# work depresses me more



## MobiusX (Nov 14, 2008)

for the past months I been working 2 Saturdays ( my freaking day off) a month and now these idiots are still going to do this even when in reality it's not necessary for all of the areas to do so, even when my area is missing parts these idiots are still making us work Saturdays, that doesn't even make sense, this means we are doing unnecessary work just to keep us busy, sometimes they put people in different areas and that doesn't work well for them if they put me there because I will take my time and sometimes just walk around, this job is depressing me, it's bad enough I have to work but now these fools took MY day off, what kind of life is this son, that's why I don't even post on the forums here that much, I'm too tired, I rather be in elementary- high school, those were the days, nobody went to school on Saturday, that doesn't even make sense, I just go to class and sit down, the teachers didn't bother me, these supervisors think they are Gods when they walk around and just stare people down just by their presence to make sure everyone is working and even if you are already working they still try to stress you over everything you do. Elementary to high school I didn't have to deal with work, only until the end when I had a part-time, that meant working just a few days a week for a few hours, that's it and I had one of my best friends working with me so that made it memorable. But most of high school I was just chillin and relaxing with my friends. I had friends back then. On Saturday I would do the same thing when going to church. These were people I grew up with. 

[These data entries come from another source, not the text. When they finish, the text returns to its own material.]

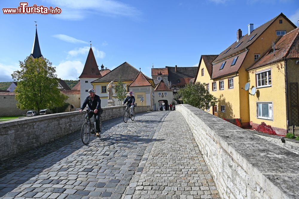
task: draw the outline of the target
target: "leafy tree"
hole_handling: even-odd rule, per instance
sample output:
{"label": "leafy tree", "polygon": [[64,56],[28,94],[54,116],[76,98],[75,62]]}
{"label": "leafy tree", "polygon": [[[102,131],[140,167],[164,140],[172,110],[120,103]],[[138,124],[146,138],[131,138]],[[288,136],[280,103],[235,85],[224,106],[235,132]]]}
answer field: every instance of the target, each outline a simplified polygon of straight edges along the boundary
{"label": "leafy tree", "polygon": [[178,93],[184,103],[201,109],[206,109],[218,102],[217,98],[207,90],[205,84],[198,82],[186,84]]}
{"label": "leafy tree", "polygon": [[120,80],[121,79],[121,77],[120,76],[119,78],[119,80],[115,86],[115,96],[118,99],[119,105],[120,105],[126,98],[127,91],[126,89],[126,84]]}
{"label": "leafy tree", "polygon": [[41,110],[62,106],[68,97],[57,88],[56,71],[52,63],[46,59],[29,57],[19,62],[21,70],[11,75],[18,81],[15,90],[17,107],[37,110],[39,114]]}

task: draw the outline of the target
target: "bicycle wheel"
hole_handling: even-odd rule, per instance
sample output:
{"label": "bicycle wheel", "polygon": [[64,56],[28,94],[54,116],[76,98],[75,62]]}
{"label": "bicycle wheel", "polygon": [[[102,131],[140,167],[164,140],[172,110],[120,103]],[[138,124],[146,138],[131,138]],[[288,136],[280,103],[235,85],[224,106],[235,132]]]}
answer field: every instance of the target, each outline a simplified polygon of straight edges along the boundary
{"label": "bicycle wheel", "polygon": [[87,122],[85,122],[82,125],[81,128],[81,139],[85,145],[88,144],[90,138],[90,129]]}
{"label": "bicycle wheel", "polygon": [[128,111],[126,110],[125,110],[123,112],[123,119],[125,123],[126,123],[128,121]]}
{"label": "bicycle wheel", "polygon": [[135,119],[135,110],[133,110],[133,116],[131,116],[131,119],[132,121],[134,121],[134,119]]}

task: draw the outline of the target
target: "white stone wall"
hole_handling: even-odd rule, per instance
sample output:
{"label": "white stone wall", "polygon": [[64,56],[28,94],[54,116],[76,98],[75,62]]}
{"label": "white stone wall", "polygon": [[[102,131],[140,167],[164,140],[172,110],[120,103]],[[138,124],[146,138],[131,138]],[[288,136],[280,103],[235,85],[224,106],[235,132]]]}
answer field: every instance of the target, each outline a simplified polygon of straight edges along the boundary
{"label": "white stone wall", "polygon": [[298,198],[295,154],[190,105],[176,108],[191,129],[222,198]]}
{"label": "white stone wall", "polygon": [[[103,108],[103,121],[122,116],[125,106]],[[136,113],[149,107],[135,107]],[[2,160],[80,130],[85,121],[79,111],[43,115],[0,123],[0,162]],[[105,124],[104,123],[104,125]]]}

It's true I should have been more social with some people but I had SA even back then, even as a kid. The first time in that church I was put in a classroom with people my age when I was around 5 or 6 and then I ended up running out when my parents left. But that only happened once from what I remember. Most of the time I would be comfortable in these classrooms until they would ask people to pray in front of everyone. I never did that. Sometimes I would leave church with a friend and walk a mile or two to a store. We would go to each other's houses. Saturdays back then meant enjoying life. Sometimes I would go to camp with these people during the weekends for church and I enjoyed this. Walking to abandoned houses on the property and finding trap doors and walking to the lake where people used to throw themselves from a swing rope, how fun is that?

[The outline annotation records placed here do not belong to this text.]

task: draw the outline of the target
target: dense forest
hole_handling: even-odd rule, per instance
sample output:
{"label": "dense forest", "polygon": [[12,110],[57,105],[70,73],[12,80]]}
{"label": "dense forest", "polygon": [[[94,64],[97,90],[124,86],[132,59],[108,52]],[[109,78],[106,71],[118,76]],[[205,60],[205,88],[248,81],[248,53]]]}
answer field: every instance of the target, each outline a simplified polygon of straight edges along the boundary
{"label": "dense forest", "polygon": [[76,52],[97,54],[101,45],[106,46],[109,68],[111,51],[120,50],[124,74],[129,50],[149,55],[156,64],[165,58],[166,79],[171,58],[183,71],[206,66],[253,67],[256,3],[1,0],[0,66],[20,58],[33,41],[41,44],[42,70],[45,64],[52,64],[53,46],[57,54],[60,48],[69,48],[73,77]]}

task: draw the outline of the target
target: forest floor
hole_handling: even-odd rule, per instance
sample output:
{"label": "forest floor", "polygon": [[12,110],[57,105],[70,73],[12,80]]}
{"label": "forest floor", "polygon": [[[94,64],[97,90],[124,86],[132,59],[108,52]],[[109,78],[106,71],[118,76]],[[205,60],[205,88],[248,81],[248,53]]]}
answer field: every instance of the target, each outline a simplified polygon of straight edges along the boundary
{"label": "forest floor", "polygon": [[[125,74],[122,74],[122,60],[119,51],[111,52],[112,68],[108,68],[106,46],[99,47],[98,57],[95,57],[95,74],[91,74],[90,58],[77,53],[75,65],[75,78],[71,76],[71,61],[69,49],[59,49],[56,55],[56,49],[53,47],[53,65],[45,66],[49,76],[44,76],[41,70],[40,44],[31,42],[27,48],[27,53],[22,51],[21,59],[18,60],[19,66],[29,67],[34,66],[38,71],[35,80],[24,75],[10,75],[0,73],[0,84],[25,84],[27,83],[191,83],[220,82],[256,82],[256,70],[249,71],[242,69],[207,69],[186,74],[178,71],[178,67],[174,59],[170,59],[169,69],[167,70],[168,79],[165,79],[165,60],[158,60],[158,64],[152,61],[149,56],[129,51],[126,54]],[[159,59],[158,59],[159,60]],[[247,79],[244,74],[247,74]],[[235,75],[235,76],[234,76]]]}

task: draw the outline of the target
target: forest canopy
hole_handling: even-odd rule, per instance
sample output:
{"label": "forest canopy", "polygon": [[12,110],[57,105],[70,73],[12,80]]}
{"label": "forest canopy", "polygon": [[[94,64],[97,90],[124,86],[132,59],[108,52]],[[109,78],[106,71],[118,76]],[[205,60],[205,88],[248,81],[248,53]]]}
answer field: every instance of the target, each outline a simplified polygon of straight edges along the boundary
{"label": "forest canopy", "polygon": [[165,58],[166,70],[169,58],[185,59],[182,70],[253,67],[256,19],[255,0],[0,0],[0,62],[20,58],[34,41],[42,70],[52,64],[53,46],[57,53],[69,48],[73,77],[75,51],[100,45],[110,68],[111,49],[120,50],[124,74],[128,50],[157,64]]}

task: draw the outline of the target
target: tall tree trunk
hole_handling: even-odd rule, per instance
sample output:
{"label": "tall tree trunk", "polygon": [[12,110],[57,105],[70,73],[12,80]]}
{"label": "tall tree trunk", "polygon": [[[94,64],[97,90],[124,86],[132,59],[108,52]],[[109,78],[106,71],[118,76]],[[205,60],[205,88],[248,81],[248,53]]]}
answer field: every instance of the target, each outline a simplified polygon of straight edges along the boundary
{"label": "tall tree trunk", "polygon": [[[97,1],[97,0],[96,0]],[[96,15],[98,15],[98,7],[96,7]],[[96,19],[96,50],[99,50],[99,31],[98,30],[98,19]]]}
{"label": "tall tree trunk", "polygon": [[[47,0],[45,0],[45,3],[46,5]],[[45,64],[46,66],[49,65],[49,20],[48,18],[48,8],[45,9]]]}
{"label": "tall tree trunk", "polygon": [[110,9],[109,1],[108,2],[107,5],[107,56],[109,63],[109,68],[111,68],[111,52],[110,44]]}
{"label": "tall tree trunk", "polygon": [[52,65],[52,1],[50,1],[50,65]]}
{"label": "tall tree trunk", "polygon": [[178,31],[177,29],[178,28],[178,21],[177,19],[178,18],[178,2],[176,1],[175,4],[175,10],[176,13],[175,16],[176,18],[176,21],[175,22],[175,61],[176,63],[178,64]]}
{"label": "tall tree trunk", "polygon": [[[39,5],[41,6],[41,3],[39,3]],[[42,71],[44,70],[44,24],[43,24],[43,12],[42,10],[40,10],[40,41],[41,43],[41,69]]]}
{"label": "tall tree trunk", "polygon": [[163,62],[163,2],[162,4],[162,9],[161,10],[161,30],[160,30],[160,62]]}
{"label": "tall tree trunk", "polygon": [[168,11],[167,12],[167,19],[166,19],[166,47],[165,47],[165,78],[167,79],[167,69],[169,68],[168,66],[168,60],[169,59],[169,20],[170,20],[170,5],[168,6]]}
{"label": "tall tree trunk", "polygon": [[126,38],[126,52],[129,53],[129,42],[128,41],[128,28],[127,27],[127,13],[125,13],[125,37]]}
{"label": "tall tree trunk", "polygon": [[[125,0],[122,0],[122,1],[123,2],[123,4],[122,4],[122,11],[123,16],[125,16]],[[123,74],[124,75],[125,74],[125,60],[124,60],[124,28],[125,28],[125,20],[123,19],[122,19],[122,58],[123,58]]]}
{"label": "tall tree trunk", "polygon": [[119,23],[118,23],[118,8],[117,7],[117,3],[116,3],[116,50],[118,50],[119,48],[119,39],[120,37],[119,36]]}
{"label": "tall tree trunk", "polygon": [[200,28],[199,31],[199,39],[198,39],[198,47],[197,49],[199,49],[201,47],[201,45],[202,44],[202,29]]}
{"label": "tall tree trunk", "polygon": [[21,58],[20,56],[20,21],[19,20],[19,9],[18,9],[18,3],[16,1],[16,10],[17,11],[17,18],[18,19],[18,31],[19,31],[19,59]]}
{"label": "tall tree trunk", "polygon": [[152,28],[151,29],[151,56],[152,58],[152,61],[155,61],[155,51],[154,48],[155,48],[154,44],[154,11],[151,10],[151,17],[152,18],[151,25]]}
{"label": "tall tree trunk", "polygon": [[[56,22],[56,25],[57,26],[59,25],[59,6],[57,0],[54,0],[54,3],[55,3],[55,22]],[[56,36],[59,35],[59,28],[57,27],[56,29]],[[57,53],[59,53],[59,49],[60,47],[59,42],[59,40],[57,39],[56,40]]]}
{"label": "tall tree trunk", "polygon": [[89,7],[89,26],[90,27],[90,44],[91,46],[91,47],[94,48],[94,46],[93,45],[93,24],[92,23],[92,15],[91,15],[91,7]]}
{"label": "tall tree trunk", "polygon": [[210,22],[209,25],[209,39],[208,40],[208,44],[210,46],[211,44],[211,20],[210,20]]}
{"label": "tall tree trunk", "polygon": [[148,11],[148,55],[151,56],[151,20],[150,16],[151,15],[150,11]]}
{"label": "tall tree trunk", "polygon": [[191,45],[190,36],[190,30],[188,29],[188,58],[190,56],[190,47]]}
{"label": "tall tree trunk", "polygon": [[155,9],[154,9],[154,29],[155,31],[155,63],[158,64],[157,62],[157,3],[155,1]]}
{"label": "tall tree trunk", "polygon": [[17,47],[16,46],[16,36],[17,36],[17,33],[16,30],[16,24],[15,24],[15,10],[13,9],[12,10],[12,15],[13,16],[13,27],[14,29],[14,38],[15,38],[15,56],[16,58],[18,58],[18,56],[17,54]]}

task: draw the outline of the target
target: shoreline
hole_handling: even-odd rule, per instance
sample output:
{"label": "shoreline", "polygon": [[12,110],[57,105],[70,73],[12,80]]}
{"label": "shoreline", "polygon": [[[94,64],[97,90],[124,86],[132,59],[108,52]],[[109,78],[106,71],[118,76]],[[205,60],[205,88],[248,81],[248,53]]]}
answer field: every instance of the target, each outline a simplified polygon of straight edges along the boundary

Now Saturdays consists of being depressed all of the time at the job. I look so depressed at the job. I even see people looking at me like they are concern. I looked so depressed and pissed off, not only on Saturdays. I look really bored and depressed because that's how I look. I look like I'm dying. I feel like I'm dying from depression. I hate work. I hate everything about it. I can't relate to people at this age, that's weird. I don't hang out with people's parents, that's weird. All these people talk about is being married and their relationships, etc... What is this yo? My mind is still back in Junior High, elementary and high school. Work, getting engaged, What is this yo? Who are these characters son?


----------



## Imbored21 (Jun 18, 2012)

There's a very easy solution to those who hate work: quit. That's what I did and I don't regret it one bit.


----------



## MobiusX (Nov 14, 2008)

Lia of Wednesday said:


> You work 7 days a week? That really, really sucks! Is there anyway you can talk to your managers about it? Just tell them you can't handle a full week. You need a day of rest!

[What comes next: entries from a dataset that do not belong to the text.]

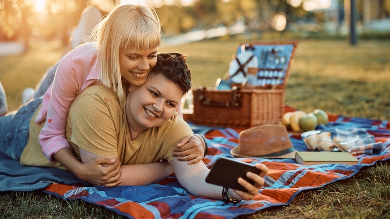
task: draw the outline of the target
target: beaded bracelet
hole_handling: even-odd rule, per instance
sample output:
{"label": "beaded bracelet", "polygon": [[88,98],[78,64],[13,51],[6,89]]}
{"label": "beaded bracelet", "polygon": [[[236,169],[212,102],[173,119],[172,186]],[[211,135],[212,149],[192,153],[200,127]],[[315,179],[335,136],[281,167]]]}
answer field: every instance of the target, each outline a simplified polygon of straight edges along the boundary
{"label": "beaded bracelet", "polygon": [[236,198],[230,198],[230,194],[229,194],[229,189],[226,187],[224,187],[224,190],[222,190],[222,198],[224,198],[224,201],[225,203],[228,204],[233,203],[234,204],[236,204],[241,202]]}

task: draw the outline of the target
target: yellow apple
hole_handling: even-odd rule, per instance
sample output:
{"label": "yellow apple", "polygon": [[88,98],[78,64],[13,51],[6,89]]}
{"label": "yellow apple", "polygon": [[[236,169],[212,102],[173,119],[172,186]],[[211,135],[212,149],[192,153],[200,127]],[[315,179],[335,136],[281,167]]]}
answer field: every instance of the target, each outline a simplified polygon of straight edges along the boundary
{"label": "yellow apple", "polygon": [[316,130],[318,124],[317,118],[314,114],[310,114],[304,116],[299,120],[300,127],[304,132]]}
{"label": "yellow apple", "polygon": [[296,132],[300,132],[300,118],[308,114],[303,111],[296,111],[292,113],[290,117],[290,124],[291,124],[291,129]]}
{"label": "yellow apple", "polygon": [[293,113],[291,112],[286,112],[282,118],[282,124],[286,126],[288,130],[291,128],[291,120],[290,118]]}
{"label": "yellow apple", "polygon": [[318,124],[327,124],[329,122],[329,116],[328,114],[322,110],[316,110],[310,114],[314,114],[317,118]]}

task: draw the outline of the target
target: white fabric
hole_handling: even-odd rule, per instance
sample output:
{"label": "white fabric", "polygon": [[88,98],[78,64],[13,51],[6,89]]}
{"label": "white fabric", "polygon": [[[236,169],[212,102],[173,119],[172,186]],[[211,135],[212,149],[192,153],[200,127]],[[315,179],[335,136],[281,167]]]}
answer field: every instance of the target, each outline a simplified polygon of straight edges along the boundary
{"label": "white fabric", "polygon": [[92,30],[100,22],[102,17],[96,8],[90,6],[84,10],[81,20],[73,32],[71,42],[72,48],[88,42]]}

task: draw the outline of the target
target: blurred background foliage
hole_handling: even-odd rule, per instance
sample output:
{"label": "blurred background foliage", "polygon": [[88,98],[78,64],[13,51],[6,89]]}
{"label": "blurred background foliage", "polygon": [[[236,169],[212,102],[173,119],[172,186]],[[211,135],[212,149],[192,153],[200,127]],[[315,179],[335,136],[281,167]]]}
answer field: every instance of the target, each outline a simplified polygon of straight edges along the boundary
{"label": "blurred background foliage", "polygon": [[86,6],[108,12],[118,4],[140,2],[158,10],[166,38],[211,30],[345,38],[352,1],[360,38],[390,38],[390,0],[0,0],[0,42],[22,42],[26,48],[37,40],[65,44]]}

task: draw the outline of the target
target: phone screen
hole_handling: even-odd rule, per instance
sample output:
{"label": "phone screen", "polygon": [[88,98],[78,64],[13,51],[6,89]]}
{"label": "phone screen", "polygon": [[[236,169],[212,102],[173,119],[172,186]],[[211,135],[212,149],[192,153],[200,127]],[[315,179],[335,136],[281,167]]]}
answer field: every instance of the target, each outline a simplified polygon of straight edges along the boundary
{"label": "phone screen", "polygon": [[248,172],[258,175],[262,172],[251,164],[228,158],[221,158],[212,168],[206,178],[206,182],[246,192],[246,190],[238,184],[238,180],[242,178],[252,184],[254,184],[254,182],[246,176]]}

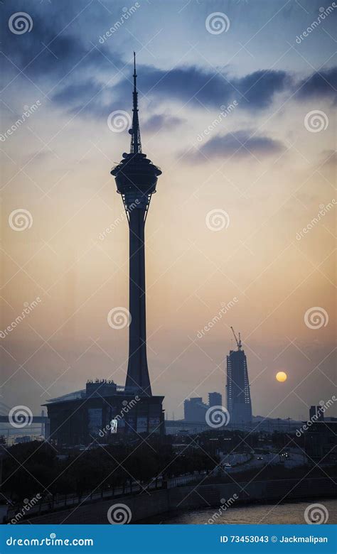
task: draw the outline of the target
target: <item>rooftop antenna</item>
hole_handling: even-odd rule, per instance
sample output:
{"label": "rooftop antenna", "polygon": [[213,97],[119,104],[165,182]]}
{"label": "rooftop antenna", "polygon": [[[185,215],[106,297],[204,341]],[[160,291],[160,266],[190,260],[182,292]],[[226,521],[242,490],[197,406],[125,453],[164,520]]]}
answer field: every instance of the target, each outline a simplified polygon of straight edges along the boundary
{"label": "rooftop antenna", "polygon": [[241,335],[240,335],[240,333],[239,333],[239,340],[237,340],[237,339],[236,337],[235,332],[234,331],[234,329],[232,328],[232,325],[230,325],[230,328],[231,328],[232,331],[233,332],[234,338],[235,339],[236,344],[237,344],[237,349],[238,350],[241,350],[241,348],[242,348],[242,344],[241,342]]}
{"label": "rooftop antenna", "polygon": [[129,130],[131,135],[130,153],[138,154],[141,152],[139,120],[138,119],[138,92],[137,85],[137,74],[136,73],[136,53],[134,52],[134,92],[132,107],[132,127]]}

 6 days 2 times a month, 5 days usually, work sucks, 5 days is depressing enough, I rather sleep than work, my dream job would be to work at a sleep study research facility and sleep for 1 shift- 8 hours, that way I don't have to waste my energy and time when I'm awake at a job


----------



## ilsr (Aug 29, 2010)

MobiusX said:


> 6 days 2 times a month, 5 days usually, work sucks, 5 days is depressing enough, I rather sleep than work, my dream job would be to work at a sleep study research facility and sleep for 1 shift- 8 hours, that way I don't have to waste my energy and time when I'm awake at a job


Some setup in the future with sleep dreaming chambers. too bad people still had to pay for the dreams, instead of selling or working by dreaming. well, she didn't want to go back to "work" either.


----------